Литмир - Электронная Библиотека
Содержание  
A
A

— А это вот Степашенька мой маленький, — проговорила она с какой-то необыкновенной лаской, поднося ребенка к Грише. — Погляди-ка, красивенький какой. А? Ну херувимчик и херувимчик… Степашенька, смотри — гость у нас новенький. Он мамку твою до дому довел, у нее ножка заболела. Помаши ему ручкой, помаши.

Но малыш сопел сосредоточенно и сердито.

— А у нас тут, парень, что было! — вздохнув, продолжал Таличкин. — Большие тысячи людей положили. Вроде как, говорят, в Париже коммуну… Все тюрьмы набиты под завязку. И всё рыщут и рыщут. Я вот лежу и жду: вдруг явятся и поволокут на расправу.

— Да брось ты каркать, Глебка! — сердито сверкнула синими глазами Агаша. — Не ровен час — накличешь! Чего я тогда со Степашкой делать стану? — Не сажая малыша в колыбель, прихрамывая и держась за стену, она проковыляла от печки к висевшему на стене шкафчику, достала одной рукой чашки, поставила на стол.

— Только уж извините, милый вы мой помощник, наш чай — горячая вода с хлебушком да с солью. Прожились вовсе с этой забастовкой. И за квартиру второй месяц упырю не плачено. Слава богу, притих маленько, боится, поди-ка, как бы снова декабрь не возвернулся. Натряслись они, живоглоты, в полную душу.
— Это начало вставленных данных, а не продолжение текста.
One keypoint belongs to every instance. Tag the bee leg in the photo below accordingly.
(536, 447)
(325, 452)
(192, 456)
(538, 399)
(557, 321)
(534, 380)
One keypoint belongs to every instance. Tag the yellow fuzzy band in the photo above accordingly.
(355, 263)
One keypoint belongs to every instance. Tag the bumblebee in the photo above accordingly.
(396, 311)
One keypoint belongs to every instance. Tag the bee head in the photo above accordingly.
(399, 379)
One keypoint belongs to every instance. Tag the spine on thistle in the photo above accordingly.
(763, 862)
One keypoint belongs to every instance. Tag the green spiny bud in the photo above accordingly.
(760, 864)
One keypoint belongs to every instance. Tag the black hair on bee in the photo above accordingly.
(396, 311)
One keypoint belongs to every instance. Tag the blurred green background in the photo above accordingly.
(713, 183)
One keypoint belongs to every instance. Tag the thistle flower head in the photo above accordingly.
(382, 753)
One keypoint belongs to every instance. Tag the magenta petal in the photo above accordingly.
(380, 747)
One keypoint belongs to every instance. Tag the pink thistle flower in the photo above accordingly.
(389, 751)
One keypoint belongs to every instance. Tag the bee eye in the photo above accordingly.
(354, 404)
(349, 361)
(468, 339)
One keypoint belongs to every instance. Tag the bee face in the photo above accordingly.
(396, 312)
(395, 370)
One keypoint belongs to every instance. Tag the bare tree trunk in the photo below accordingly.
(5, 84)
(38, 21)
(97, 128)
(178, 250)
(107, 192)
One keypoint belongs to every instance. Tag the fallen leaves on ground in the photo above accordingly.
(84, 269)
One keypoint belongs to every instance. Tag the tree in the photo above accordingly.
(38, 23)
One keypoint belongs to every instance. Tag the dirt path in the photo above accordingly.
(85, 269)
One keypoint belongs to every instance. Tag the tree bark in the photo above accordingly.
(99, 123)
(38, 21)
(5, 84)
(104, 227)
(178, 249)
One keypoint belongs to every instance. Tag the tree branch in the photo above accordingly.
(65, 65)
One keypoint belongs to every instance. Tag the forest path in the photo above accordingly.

Морщась от боли, Глеб сел на кровати. Агаша засунула ему за спину подушку, подала чашку чаю. И, стыдливо полуотвернувшись от Гриши, села к столу, поудобнее устроила у себя на коленях сына и, наклонившись над ним, принялась кормить грудью.

— Покушать захотела, моя сынонька родненькая?.. Мамка негодная целых два часа по лавкам да по базару бегала. Кушай, маленький, кушай.

— Все кости мне измяли, парень. На баррикадах ни одна пуля не тронула, а тут навалились гады, трое на одного… — вздохнул, натужно улыбаясь, Глеб. И помолчав, спросил: — А ты что же, гимназист, будущий студент, а к нашему берегу, стало быть, прибиваешься?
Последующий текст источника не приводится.